A single model can make you feel precise and still leave you exposed.
In Auster, the most reliable workflow is not one tool. It is a sequence: forecast range, event risk, Black Scholes check, then Monte Carlo distribution. This is how I turn those four views into one decision table I can actually trade.
1) Forecast sets the map
I begin in Forecast and write down the expected move and range for my holding period. Then I pin my own strike breakpoints against that map.
- Which price region is most probable by expiry
- Which region causes my largest convex loss
- Where I need price to hold for the thesis to stay valid
2) Events test the path, not just the destination
Event risk changes path behavior even when the final destination stays similar. I check scheduled catalysts inside my window:
- Earnings releases
- Macro prints like CPI, NFP, FOMC
- Sector leaders that can move correlated names
Correlation spillover is where many short-dated positions break. Your name does not need to report for your book to get repriced.
3) Black Scholes is the pricing sanity layer
I use the Black Scholes output in Auster as a consistency check. If model value and live mark diverge materially, I treat that as a prompt to verify assumptions before execution.
4) Monte Carlo reveals shape of risk
Monte Carlo is where the truth usually gets uncomfortable.
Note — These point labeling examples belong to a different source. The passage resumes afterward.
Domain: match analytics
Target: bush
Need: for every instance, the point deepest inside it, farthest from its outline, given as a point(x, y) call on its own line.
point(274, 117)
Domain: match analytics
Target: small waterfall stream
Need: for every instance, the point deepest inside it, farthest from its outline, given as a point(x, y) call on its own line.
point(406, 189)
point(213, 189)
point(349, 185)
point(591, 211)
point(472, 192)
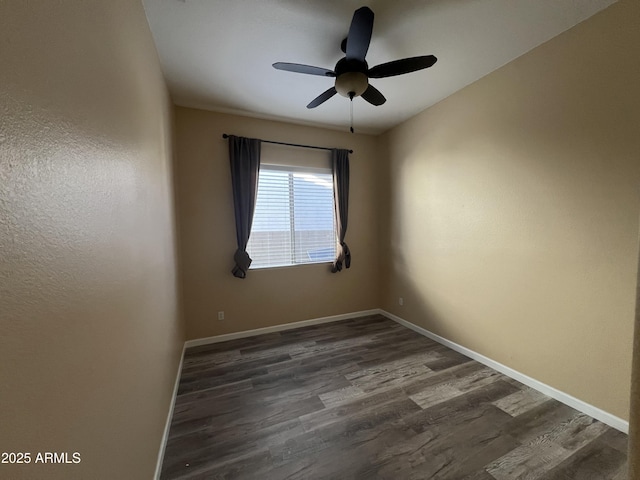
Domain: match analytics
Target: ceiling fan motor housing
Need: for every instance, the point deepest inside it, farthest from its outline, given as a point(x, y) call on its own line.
point(351, 77)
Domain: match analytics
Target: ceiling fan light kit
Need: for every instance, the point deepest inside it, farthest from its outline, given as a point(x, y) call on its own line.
point(352, 72)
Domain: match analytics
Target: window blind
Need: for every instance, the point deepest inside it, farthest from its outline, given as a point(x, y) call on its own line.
point(293, 222)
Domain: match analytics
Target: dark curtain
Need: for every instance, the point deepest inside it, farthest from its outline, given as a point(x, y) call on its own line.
point(340, 160)
point(244, 158)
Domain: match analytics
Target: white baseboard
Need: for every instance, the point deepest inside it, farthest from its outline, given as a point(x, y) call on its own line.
point(167, 426)
point(586, 408)
point(278, 328)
I focus on three outputs:
- Probability the position improves from current mark
- P25/P50/P75 portfolio outcomes
- Tail concentration near max-loss zones
Many trades that look attractive in headline expected value are still bad trades when downside is too concentrated in realistic paths.
5) Convert analysis into actions
Before I place a trade, I write three rules:
- Hold rule: condition that keeps the position intact
- Adjust rule: condition for rolling, hedging, or resizing
- Exit rule: condition that closes the trade without negotiation
That keeps the workflow quantitative under pressure, not emotional under pressure.